Most languages other than English are riddled with funny letters. These often (though optionally) crop up (in English) in words, like “protégé[i]” that we have borrowed from other languages, or in names like “Motörhead” where, I presume, the German umlaut is used for stylistic effect. Restricted as they were to the original ASCII set of 26 letters of the English alphabet (upper and lower case), ten digits, and 32 special characters; early computer programs were unable to cope with stuff like this. Germans could write “oe” for “ö” since (historically) this is what “ö” is an abbreviation for, but I suppose French people and Nordic types (with their Øs and Ås) were a bit stuffed. I do not believe that “oe” was – in this context – ever written as the ligature “œ”, but I may be wrong.

Now we have ISO/IEC 10646 and can render over 136,000 different characters, including – I recently learned as part of my day job – the Korean Hangul characters “ and “기문 that stand, respectively, for “Ban” and “Ki-moon”.

Some problems remain in my field of data exchange and sharing however. It is wonderful that I can now send a computer someone’s given-name rendered either as “Ban” or “”, but I must still tell the receiving computer what I am sending it somehow. If I say I am sending a “given-name”, and someone else says “GivenName” or “first-name” or “Vorname” or “Christian name” our exchanges are going to be technical (and possibly diplomatic) failures. So the problem of getting everyone to do the “right” thing (i.e. the “same thing”) returns at a new level.

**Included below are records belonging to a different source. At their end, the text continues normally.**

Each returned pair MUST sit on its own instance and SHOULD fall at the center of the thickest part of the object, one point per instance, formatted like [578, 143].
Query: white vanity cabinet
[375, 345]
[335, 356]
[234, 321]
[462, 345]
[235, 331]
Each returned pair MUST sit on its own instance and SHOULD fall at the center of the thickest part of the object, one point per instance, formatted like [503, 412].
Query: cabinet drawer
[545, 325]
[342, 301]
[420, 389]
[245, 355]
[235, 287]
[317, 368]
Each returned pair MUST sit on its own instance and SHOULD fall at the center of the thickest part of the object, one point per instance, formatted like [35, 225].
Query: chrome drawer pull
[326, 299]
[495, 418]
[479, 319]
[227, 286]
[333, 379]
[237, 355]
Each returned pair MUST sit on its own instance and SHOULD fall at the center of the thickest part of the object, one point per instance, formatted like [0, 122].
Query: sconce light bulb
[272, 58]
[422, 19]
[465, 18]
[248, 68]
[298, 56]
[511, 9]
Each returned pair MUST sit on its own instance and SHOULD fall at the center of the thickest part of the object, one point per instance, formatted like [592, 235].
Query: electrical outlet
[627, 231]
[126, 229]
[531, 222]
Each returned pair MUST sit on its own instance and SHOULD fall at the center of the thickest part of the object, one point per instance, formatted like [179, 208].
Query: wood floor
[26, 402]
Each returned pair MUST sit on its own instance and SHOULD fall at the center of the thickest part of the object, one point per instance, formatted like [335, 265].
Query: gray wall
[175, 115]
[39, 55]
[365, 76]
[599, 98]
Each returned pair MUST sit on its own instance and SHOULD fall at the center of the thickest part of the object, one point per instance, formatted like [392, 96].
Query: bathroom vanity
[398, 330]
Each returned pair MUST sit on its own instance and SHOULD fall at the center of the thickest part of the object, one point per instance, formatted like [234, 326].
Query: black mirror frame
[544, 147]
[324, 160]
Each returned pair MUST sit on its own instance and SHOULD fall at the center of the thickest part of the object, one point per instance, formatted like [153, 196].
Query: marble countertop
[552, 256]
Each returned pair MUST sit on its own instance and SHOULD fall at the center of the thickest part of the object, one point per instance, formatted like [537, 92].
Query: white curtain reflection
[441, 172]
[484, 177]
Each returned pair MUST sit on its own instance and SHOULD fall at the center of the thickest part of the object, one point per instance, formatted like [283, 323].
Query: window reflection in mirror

I was reminded of this yesterday when Sarah Churchwell[ii] (@sarahchurchwell) brought it to my attention on Twitter that The New Yorker’s style-guide mandates “coöperation” where most people – American or English, journalists or otherwise – would write “cooperation”. The problem – that “coop” invites the pronunciation employed in “chicken coop” – is more often solved by inserting a hyphen: “co-operation”, but more often still, not addressed at all. The diaeresis[iii] in “coöperation” informs the human reader that the second “o” should be pronounced separately, but the computer receiving the symbol “ö” is quite unable to distinguish between its usage as a diaeresis or as a German umlaut – except (I suppose) by context (as, indeed, we humans have to).

So what is the poor data sharing engineer to do? Sometimes we can allow multiple synonyms and treat “Encyclopedia”, “Encyclopaedia”, and “Encyclopædia” (or “cooperation”, “co-operation”, and “coöperation”) as the “same” things – without needing to judge which is “right”. Even then, we have to have agreed terms for these sets of synonyms.

So it is “déjà vu all over again”: at some level, we do have to force everyone to do the “right” thing when they supply information as text.

As users and authors of ISO standards, my colleagues and I are mandated to use Oxford English Dictionary (“OED”) preferred spellings and usages. Because the OED prefers “ize” ending over “ise” endings (e.g. “standardize” over “standardise”), I am constantly having to explain that we do not use “American” spellings and that our American cousins are being truer to “proper English” in using “ize” than most Brits are. In other areas, the OED has changed its recommendations – in response to changes in usage – from under our feet. We are left insisting on stuff which we can no longer justify by pointing at the OED but which our computer programs still expect.

In short, we have to live with funny letters and funny (and changing) usages of letters and words; and we have no ultimate basis for judging any of this. But judge we sometimes must.


[i] The name, as it happens, of one of the programs I use.
[ii] Professor of American Literature at the University of London.
[iii] We were taught about this in school – in connection with the nearby Brontës.